Francoise Clavel-Chapelon, PhDa, Maryvonne Niravonga, and Rosaline R Joseph, MDa,b

aInstitut National de la Sante et de la Recherche Medicale U351, Institut Gustave-Roussy, Villejuif, France; bMedical College of Pennsylvania, Philadelphia, PA

Address all correspondence and reprint requests to: Francoise Clavel-Chapelon, PhD, Institut National de la Sante et de la Recherche Medicale (U351), Institut Gustave-Roussy, 94805, Villejuif France.

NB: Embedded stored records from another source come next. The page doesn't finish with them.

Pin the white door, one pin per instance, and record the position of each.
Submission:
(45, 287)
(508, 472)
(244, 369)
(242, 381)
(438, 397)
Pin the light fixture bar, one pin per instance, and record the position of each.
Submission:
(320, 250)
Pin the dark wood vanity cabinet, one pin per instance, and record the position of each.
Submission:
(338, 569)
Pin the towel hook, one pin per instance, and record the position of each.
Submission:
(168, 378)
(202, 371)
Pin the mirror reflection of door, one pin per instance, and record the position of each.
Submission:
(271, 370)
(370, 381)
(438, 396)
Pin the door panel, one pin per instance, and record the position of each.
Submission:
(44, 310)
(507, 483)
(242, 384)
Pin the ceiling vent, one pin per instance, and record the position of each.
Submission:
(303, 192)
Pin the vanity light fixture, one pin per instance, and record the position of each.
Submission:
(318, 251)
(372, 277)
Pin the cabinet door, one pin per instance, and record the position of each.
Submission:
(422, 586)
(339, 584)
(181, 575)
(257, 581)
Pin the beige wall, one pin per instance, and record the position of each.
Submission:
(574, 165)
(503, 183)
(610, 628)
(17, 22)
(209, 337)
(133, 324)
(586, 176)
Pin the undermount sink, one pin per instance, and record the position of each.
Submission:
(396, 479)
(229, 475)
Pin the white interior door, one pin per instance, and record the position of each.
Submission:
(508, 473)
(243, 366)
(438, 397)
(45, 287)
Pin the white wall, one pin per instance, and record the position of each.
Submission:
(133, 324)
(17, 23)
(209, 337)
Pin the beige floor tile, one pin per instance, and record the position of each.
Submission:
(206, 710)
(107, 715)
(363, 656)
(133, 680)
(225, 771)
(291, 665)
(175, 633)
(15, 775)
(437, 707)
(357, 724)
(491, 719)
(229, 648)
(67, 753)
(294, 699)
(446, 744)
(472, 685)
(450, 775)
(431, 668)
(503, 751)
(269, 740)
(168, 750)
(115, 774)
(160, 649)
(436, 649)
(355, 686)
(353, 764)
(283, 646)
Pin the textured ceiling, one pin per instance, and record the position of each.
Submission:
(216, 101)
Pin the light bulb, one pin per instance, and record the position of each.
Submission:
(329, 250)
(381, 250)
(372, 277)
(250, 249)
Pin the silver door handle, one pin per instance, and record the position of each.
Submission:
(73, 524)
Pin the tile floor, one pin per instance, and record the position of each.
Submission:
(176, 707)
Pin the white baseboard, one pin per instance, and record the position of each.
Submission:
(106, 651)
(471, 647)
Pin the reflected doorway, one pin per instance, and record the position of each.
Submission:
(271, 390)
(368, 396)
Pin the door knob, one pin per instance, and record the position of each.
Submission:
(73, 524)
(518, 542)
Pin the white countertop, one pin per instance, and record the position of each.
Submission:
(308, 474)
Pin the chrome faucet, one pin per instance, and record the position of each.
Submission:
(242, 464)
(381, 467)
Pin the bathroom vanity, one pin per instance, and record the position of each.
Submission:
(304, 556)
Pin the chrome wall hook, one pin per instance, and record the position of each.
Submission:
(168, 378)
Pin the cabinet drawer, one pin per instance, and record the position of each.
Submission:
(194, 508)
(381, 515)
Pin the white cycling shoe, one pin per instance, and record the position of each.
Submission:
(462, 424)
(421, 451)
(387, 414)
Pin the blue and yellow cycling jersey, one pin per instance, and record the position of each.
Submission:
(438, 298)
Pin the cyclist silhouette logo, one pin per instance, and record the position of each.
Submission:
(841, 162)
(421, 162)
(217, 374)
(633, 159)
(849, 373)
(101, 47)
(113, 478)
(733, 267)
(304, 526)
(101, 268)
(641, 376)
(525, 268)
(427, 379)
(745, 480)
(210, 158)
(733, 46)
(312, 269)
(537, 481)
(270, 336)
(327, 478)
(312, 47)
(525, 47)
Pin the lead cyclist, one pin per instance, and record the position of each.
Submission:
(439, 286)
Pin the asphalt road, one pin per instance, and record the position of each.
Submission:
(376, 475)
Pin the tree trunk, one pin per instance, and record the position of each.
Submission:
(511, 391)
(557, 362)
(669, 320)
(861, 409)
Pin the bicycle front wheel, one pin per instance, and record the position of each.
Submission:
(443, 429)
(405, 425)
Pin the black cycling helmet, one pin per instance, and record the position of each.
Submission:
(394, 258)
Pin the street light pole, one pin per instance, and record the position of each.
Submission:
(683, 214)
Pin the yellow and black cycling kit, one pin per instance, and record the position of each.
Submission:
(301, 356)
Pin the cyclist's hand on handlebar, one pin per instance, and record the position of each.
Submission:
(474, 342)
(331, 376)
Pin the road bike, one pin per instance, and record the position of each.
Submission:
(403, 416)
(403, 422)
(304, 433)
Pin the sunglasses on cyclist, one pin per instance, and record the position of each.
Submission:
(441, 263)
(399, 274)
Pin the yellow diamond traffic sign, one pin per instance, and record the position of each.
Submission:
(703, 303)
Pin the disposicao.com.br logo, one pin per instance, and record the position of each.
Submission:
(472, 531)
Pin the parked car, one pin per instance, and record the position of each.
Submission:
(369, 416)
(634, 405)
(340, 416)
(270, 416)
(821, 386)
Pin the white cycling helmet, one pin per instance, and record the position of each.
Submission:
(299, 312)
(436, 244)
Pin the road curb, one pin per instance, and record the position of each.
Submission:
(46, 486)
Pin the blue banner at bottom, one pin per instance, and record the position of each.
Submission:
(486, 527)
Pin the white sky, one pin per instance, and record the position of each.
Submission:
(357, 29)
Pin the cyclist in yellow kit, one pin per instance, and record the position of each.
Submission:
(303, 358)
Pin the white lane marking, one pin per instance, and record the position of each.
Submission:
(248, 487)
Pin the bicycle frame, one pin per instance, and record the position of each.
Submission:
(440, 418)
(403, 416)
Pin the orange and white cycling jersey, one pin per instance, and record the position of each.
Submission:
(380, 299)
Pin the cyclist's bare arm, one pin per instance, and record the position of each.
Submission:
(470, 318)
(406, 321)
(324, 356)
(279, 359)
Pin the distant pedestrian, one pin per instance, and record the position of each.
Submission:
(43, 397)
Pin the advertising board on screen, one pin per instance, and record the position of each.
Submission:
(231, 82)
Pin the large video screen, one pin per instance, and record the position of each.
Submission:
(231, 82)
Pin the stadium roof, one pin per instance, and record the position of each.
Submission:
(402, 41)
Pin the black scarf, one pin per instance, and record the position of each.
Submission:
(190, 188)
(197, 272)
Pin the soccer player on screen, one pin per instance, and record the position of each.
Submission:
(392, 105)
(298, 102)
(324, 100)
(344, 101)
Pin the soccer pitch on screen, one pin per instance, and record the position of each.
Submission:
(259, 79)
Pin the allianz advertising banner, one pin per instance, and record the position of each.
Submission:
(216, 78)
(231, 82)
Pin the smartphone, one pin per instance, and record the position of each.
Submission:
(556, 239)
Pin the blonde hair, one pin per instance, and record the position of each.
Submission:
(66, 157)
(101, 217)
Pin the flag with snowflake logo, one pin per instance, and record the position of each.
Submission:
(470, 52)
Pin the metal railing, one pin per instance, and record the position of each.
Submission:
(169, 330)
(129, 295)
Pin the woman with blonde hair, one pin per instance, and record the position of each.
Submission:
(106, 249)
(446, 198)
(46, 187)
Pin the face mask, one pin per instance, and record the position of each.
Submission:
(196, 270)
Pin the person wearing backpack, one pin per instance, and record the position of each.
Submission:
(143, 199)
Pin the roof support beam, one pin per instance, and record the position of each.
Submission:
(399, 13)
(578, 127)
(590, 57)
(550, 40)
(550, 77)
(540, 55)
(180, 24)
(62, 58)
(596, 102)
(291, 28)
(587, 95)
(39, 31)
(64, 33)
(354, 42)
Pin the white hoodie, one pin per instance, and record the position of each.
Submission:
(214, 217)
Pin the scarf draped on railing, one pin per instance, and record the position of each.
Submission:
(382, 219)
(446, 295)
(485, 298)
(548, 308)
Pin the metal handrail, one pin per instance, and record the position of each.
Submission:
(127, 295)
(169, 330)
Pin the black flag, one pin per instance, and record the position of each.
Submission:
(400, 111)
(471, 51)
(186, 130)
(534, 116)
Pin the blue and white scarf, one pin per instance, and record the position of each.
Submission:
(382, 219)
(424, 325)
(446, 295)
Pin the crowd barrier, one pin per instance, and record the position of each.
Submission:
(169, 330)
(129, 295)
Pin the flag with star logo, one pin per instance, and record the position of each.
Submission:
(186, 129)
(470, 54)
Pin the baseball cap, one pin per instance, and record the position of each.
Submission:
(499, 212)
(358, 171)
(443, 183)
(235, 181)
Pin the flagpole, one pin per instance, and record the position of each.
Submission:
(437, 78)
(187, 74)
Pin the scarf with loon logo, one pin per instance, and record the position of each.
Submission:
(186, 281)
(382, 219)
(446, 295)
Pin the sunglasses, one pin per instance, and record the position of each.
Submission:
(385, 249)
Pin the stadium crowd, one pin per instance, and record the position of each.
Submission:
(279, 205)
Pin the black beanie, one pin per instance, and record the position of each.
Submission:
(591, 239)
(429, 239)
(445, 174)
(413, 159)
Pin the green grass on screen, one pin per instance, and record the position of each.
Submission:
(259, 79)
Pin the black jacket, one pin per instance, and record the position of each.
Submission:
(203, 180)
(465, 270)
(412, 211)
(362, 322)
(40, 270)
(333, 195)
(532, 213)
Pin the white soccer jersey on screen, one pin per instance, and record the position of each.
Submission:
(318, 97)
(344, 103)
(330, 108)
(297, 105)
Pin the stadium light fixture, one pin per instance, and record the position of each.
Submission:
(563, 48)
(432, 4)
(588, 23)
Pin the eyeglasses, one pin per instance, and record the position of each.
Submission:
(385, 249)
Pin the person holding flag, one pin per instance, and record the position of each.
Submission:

ABSTRACT: The relationship between diet and breast cancer has been analyzed by animal, ecologic, migrant, and epidemiologic studies. The 14 cohort and 33 case-control studies that have been published to date are reviewed in this article. Factors considered in these studies include caloric intake, as well as fat, protein, fiber, beta-carotene, and vitamin E and C consumption. The results of the published studies are summarized, and the point estimates of the risks corresponding to the highest category of consumption as compared to the lowest are presented in figures. Some of the disagreements among studies could be explained by the methodologic difficulties inherent in dietary investigations, such as the establishment of an accurate dietary history, or insufficient diversity in exposure. Further studies taking these points into account and minimizing biases inherent to a case-control design might help to elucidate the relationship between diet and breast cancer, and to define dietary recommendations. Only large long-term cohort studies such as are now in progress can help to resolve the still unanswered questions concerning the contribution of these dietary factors to the risk of breast cancer. We suggest the establishment of new dietary cohorts and the continued follow-up of the existing cohorts.

KEY WORDS: breast cancer, diet, epidemiology, review.